Bob just sent me the following:
Hi Igor,
Did you see the workshop I am organising in the Autumn?
I would really appreciate it if you could help advertise it. I am aiming to a good variety of presentations. So far, I have contributions from acoustic surveillance, finance, reproducible research software, and instagram like prediction. I have two keynotes already.....
....
Bob mentioned that impotant topic when he visited the Paris Machine Learning a few months ago. This is a fundamental question in Machine Learning these days. From the page:
HORSE 2016
On “Horses” and “Potemkin Villages” in Applied Machine Learning
Research workshop, QMUL, London
Monday 19 September 2016
Location TBD
Have you uncovered a “horse” in your domain?* Or perhaps discovered a “Potemkin village”?†
CALL FOR CONTRIBUTIONS
We invite presentations for this free one-day workshop (with free coffee & nibbles and a free lunch), which will explore issues surrounding “horses” and “Potemkin villages” in applied machine learning.

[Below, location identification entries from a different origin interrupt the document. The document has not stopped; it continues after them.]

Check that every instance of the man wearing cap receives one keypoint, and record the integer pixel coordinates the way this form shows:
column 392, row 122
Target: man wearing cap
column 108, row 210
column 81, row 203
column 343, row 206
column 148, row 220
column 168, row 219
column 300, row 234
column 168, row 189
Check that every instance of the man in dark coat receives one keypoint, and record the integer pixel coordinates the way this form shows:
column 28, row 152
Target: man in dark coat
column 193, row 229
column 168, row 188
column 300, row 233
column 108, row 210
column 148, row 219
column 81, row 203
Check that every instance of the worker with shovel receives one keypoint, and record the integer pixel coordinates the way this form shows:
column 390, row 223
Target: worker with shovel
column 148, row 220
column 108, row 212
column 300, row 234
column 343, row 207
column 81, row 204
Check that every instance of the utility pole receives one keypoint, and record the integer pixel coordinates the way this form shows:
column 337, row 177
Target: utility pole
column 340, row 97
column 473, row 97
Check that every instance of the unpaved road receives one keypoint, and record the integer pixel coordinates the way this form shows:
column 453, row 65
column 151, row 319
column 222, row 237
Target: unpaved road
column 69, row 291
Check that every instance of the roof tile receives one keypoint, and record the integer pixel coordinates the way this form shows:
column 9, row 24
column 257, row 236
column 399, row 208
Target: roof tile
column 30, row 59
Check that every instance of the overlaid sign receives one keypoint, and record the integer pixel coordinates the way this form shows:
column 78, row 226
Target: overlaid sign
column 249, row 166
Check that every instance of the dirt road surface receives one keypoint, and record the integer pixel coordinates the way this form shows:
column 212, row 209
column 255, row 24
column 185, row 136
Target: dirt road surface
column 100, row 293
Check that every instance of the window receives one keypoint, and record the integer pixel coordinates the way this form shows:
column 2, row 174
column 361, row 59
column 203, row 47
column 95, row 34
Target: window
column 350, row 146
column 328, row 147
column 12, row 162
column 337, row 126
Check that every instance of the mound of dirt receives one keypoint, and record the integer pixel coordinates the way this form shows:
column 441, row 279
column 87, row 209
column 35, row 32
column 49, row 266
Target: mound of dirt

One of the most famous “horses” is the “tank detector” of early neural networks research (https://neil.fraser.name/writing/tank): after great puzzlement over its success, the system was found to just be detecting sky conditions, which happened to be confounded with the ground truth. Humans can be “horses” as well, e.g., magicians and psychics. In contrast, machine learning does not deceive on purpose, but only makes do with what little information it is fed about a problem domain. The onus is thus on a researcher to demonstrate the sanity of the resulting model; but too often it seems evaluation of applied machine learning ends with a report of the number of correct answers produced by a system, and not with uncovering how a system is producing right or wrong answers in the first place.
The day will feature two keynote lectures — and free coffee & nibbles and a free lunch — but we are looking for contributions to the day in the form of 20-minute talk/discussions about all things “horse” and "Potemkin village." We seek presentations from both academia and industry. Some of the deeper questions we hope to explore during the day are:
- How can one know what their machine learnings have learned?
- How does one know if and when the internal model of a system are “sane”, or “sane enough”?
- Is a “general" model a “sane" model?
- When is a “horse" just overfitting? When is it not?
- When is it important to avoid “horses”? When is it not important?
- How can one detect a “horse” before sending it out into the real world?
- How can one make machine learning robust to “horses”?
- Are “horses” more harmful to academia or to industry?
- Is the pressure to publish fundamentally at odds with detecting “horses”?
Please submit your proposals (one page max, or two pages if you have nice figures) by July 1, 2016 to b.sturm@qmul.ac.uk, subject line: “On ‘horses', in memoriam Alan Young (1919-2016)”. Notification will be made July 7, 2016. Registration (free) will then be opened soon after.
FUNDING:
This event is funded with support from the EPSRC through the Platform Grant on Digital Music (EP/K009559/1), and is co-organised with the QMUL Applied Machine Learning Lab and Machine Listening Lab.
* “As an intentional nod to Clever Hans, a 'horse' is just a system that is not actually addressing the problem it appears to be solving.” (B. L. Sturm, “A simple method to determine if a music information retrieval system is a 'horse',” IEEE Trans. Multimedia 16(6):1636–1644, 2014.)
† “[Our] results suggest that classifiers based on modern machine learning techniques ... are not learning the true underlying concepts that determine the correct output label. Instead, these algorithms have built a Potemkin village.” (I. J. Goodfellow, J. Shlens, and C. Szegedy, “Explaining and harnessing adversarial examples,” in Proc. ICLR, 2015.)